Na virada do século, Eduardo Leite era adolescente em Pelotas e recém estava despertando para a política, inspirado no então presidente Fernando Henrique Cardoso. Como qualquer jovem de 14 anos, não tinha por que mergulhar no debate incandescente que tomou conta do Estado quando o governador Olívio Dutra propôs a lendária “nova matriz tributária”. Por três anos (1999, 2000 e 2001), Olívio tentou, sem sucesso, aprovar uma alteração na estrutura tributária do Estado, com foco no aumento da arrecadação e na redistribuição da carga, de modo a aliviar as famílias de baixa renda.
À época, o Rio Grande do Sul vivia um dos períodos mais conturbados na relação entre o Piratini e a Assembleia. Sem maioria no Legislativo, desgastado pela transferência da Ford para a Bahia e acossado por uma oposição virulenta, Olívio não conseguia aprovar qualquer projeto polêmico. O então vice-governador Miguel Rossetto gastava horas em seu gabinete na ala residencial do Piratini, fumando, tomando café preto e tentando convencer empresários e jornalistas de que não se tratava de simples aumento de imposto, mas de justiça tributária.
Em suas diferentes versões, porque a cada ano era abrandado, o projeto era bem menos ousado do que o agora apresentado pelo governador Eduardo Leite, social-democrata desde aquela época. Bem que o PT gostaria de colocar em prática o discurso da taxação das “grandes fortunas”, mas se Olívio tivesse proposto o aumento do imposto sobre heranças para 8%, a oposição teria iniciado uma nova Revolução Farroupilha.
Em síntese, Olívio propunha aumentar o ICMS de energia e telecomunicações e de produtos considerados supérfluos, como cigarros, perfumes e bebidas alcoólicas, e reduzir os de consumo popular. No balanço de perdas e ganhos, a receita aumentaria e daria fôlego ao governo, que mal e parcamente conseguiu manter os salários em dia.
Olívio também não ousou propor nada parecido com a devolução de parte do ICMS para as famílias mais pobres, como gostaria sua alma socialista. Não havia clima para nada parecido com o que hoje defende o economista Thomas Piketty, adepto da taxação de patrimônio. À época, o autor de O Capital no Século 21 tinha 28 anos.
Desgastado, Olívio não conseguiu sequer disputar a reeleição. O PT optou por Tarso Genro, que acabaria derrotado por Germano Rigotto (MDB), terceira via no embate que tinha do outro lado o ex-governador Antônio Britto, à época no PPS. Governador de 1995 a 1998, Britto, conseguiu aprovar a privatização de estatais e o aumento do ICMS de 17% para 18%, para vigorar no seu último de governo, mas não conseguiu zerar o déficit.
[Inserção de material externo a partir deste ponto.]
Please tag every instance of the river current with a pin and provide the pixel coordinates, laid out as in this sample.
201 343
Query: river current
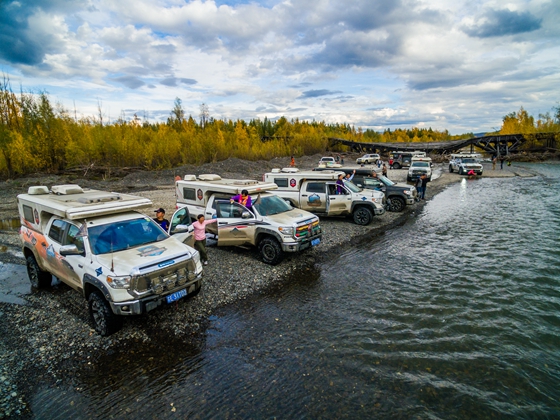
456 314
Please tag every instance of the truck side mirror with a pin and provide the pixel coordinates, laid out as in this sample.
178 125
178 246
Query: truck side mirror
181 228
69 250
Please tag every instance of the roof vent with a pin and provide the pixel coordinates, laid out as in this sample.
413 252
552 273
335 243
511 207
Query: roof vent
67 189
37 190
209 177
244 182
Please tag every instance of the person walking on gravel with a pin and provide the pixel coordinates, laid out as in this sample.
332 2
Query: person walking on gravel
200 236
161 220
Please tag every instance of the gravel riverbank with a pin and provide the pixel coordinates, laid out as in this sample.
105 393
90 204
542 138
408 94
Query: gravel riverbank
49 337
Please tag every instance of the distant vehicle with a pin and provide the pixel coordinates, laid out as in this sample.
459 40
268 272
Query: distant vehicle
402 159
397 195
271 225
318 192
368 159
419 166
327 161
464 162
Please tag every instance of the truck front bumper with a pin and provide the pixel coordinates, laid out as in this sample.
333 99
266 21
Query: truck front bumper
296 246
148 303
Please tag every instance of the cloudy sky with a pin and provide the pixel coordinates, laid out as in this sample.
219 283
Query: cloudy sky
459 65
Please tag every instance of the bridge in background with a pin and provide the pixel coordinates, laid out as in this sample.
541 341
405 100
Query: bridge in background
495 144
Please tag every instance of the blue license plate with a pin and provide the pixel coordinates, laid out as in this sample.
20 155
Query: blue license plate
176 296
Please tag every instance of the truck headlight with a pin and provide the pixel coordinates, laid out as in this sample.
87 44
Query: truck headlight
120 282
285 230
196 256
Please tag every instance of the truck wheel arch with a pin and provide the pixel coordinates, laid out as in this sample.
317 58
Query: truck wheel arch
91 284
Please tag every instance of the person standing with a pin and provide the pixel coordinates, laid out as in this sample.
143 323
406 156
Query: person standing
200 236
424 179
340 184
161 220
350 177
244 199
419 188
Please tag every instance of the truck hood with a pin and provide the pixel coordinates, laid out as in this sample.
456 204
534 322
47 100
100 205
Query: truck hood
402 185
292 216
145 258
369 194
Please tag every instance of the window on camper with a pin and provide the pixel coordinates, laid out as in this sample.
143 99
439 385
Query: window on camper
57 230
316 187
189 193
281 182
28 214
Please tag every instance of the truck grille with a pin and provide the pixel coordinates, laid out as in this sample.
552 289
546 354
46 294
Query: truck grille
308 230
163 280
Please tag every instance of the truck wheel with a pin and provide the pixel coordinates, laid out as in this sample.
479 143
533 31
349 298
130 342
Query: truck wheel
397 204
362 216
39 279
104 320
271 251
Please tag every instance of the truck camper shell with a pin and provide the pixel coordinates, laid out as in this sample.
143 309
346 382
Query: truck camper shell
73 202
197 189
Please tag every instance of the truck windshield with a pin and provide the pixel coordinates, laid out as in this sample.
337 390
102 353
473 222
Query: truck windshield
386 181
352 187
118 236
269 205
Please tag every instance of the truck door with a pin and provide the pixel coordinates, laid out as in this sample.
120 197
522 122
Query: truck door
339 203
314 197
236 224
68 268
181 227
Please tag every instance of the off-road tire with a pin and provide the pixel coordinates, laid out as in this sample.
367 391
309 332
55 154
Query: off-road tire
397 204
104 320
39 279
362 216
271 251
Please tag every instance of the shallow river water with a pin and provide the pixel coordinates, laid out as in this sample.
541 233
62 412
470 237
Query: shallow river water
456 314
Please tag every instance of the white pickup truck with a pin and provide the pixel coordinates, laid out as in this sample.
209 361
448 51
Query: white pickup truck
317 192
97 243
271 225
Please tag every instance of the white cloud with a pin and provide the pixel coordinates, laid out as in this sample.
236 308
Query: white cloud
408 62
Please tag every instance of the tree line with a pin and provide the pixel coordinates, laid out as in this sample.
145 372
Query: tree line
37 136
Rigotto assumiu o Estado com as finanças deterioradas, inaugurou a prática de uso dos depósitos judiciais de terceiros, que salvaria o governo Tarso Genro (2011-2014) e, em 2004, e aprovou com 27 votos a favor e 26 contrários o aumento do ICMS de telecomunicações, energia elétrica (residencial e comercial), álcool e gasolina. Detalhe: o aumento valeria somente até o último dia do seu governo.
Vencido por Yeda Crusius (PSDB), que se elegera prometendo equilibrar as contas sem aumentar impostos, Rigotto concordou em apresentar à Assembleia um amplo projeto de reforma tributária elaborado pela equipe da governadora eleita. Sem articulação na Assembleia e sem apoio da sociedade, a proposta foi derrotada.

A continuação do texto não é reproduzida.